家の敷地と家の敷地の間には境があり、市町村同士の境、県の境、また国と国の境、すなわち国境ですが、このように様々な境界があります。

それでは海と陸の境はどこになるのでしょう。
この境のことを「海岸線」と言いますが、海岸線を決めるのは何なのでしょう。
海岸は常に波があり、潮が満ちたり干いたりしてますから、水のあるところと陸との境界は絶えず変わります。
そこで日本の海図では、海岸線を満潮時の海と陸の境目にしています。
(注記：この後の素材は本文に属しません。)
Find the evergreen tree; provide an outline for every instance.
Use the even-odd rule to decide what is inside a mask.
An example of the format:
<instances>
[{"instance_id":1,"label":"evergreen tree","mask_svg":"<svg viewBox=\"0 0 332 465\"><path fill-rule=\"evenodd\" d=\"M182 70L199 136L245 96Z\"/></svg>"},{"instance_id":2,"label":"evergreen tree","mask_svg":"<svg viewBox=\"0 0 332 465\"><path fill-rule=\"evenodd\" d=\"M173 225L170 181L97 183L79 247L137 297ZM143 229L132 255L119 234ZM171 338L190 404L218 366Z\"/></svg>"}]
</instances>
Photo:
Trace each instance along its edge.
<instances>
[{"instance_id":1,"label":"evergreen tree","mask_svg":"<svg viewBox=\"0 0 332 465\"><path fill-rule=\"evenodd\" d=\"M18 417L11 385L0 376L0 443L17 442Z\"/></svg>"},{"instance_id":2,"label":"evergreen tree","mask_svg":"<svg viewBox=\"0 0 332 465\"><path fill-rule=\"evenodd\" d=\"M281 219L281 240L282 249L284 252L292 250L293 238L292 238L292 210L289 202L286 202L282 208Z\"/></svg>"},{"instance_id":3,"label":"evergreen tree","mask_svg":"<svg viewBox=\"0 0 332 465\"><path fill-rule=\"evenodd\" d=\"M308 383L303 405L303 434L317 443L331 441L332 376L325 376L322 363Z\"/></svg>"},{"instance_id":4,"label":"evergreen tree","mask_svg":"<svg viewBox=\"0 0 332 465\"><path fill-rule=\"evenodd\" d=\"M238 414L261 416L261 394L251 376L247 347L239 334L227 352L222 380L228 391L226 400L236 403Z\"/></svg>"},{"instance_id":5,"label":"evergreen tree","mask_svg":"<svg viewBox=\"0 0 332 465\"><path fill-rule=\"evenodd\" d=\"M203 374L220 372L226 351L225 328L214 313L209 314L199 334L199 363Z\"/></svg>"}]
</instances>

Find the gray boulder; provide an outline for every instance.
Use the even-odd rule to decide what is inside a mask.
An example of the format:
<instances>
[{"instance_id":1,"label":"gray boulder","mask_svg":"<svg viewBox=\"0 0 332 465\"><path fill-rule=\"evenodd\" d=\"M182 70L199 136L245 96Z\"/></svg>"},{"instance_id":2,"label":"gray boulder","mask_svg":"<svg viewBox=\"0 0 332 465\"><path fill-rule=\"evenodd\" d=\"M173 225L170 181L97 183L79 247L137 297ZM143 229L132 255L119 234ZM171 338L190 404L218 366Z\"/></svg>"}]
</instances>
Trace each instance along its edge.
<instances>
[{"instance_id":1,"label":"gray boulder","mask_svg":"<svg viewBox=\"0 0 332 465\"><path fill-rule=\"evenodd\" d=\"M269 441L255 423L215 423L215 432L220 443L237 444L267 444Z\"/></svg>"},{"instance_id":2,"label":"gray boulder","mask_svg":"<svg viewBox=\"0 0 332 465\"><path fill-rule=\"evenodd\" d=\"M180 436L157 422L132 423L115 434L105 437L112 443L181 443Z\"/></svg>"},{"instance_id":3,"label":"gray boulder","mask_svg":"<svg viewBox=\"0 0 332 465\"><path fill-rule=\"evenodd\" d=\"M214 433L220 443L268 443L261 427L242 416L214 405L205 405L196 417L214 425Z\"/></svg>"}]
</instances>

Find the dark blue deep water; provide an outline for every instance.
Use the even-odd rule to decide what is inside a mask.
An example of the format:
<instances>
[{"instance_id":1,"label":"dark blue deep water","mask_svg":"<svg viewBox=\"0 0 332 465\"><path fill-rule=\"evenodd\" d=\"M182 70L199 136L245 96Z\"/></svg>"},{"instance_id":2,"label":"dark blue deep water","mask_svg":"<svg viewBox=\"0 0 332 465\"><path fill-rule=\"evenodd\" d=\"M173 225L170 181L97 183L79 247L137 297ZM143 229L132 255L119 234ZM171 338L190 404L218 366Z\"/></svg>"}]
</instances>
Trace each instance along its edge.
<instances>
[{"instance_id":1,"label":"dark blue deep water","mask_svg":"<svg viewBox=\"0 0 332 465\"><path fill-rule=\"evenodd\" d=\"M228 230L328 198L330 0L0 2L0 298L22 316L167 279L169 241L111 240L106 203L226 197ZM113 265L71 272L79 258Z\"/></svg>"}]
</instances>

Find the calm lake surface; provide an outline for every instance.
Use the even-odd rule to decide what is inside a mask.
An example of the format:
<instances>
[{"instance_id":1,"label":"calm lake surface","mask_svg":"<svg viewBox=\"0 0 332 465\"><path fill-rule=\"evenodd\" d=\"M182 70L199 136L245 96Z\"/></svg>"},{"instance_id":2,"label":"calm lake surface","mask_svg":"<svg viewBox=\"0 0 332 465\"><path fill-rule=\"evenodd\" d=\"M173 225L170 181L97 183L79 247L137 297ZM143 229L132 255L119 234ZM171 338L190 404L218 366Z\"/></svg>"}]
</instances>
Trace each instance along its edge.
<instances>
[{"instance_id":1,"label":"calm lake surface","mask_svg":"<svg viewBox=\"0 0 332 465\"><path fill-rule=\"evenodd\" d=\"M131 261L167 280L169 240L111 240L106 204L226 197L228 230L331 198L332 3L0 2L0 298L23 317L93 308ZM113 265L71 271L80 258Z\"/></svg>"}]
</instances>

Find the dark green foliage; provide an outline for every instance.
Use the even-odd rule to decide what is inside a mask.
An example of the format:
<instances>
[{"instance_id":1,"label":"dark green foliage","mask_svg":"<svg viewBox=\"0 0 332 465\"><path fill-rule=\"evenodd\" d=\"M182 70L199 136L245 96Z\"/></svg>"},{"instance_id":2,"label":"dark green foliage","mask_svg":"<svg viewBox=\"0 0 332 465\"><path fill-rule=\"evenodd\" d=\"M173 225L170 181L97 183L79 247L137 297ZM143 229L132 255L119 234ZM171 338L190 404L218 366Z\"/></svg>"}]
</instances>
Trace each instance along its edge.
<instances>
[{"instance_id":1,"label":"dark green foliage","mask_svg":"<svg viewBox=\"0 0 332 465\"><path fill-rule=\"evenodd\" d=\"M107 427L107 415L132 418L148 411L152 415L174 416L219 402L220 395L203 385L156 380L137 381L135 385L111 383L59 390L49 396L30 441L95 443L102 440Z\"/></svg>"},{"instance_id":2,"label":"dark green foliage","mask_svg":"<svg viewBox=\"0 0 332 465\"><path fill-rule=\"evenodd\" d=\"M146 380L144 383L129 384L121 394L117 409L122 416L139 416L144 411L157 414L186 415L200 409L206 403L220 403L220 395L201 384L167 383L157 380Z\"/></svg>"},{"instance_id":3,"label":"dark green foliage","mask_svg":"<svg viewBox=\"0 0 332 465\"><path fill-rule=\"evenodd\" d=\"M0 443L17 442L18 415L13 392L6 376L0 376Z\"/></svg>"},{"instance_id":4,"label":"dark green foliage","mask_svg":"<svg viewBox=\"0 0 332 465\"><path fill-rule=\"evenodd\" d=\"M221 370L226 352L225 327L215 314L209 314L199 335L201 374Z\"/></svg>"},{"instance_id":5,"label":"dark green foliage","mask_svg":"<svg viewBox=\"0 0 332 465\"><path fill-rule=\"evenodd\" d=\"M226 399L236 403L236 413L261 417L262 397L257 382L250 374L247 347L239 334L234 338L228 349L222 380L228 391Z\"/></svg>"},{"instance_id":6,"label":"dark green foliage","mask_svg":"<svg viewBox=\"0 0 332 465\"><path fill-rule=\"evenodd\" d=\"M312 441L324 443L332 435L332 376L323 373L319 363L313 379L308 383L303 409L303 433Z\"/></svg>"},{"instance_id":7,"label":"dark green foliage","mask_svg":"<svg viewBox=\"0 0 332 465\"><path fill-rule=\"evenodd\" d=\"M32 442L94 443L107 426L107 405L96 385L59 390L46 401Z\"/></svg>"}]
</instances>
この満潮時の境目は、その場所で年間を通しての満潮を観察して、もうこれ以上、海水が上がって来ないであろうと考えられる海面のことで「最高水面」というのです。

一方、国にとって重要な領域を決める基準となる線は、満潮とは反対の干潮(低潮)の時、即ち、もうこれ以上、海水が干かないと考えられる海面、「最低水面」が領海を決める基準となるのです。
これを「低潮線」または「干出線」と言っています。この低潮線と海岸線との間には、満潮の時には海になり、低潮の時は陸になる干出部があることになり、領海を決める基準線は、通常は海の中にあることになります。
ちなみに日本の領海は、基本的には、低潮線から沖合12海里(約22km)までとなっています。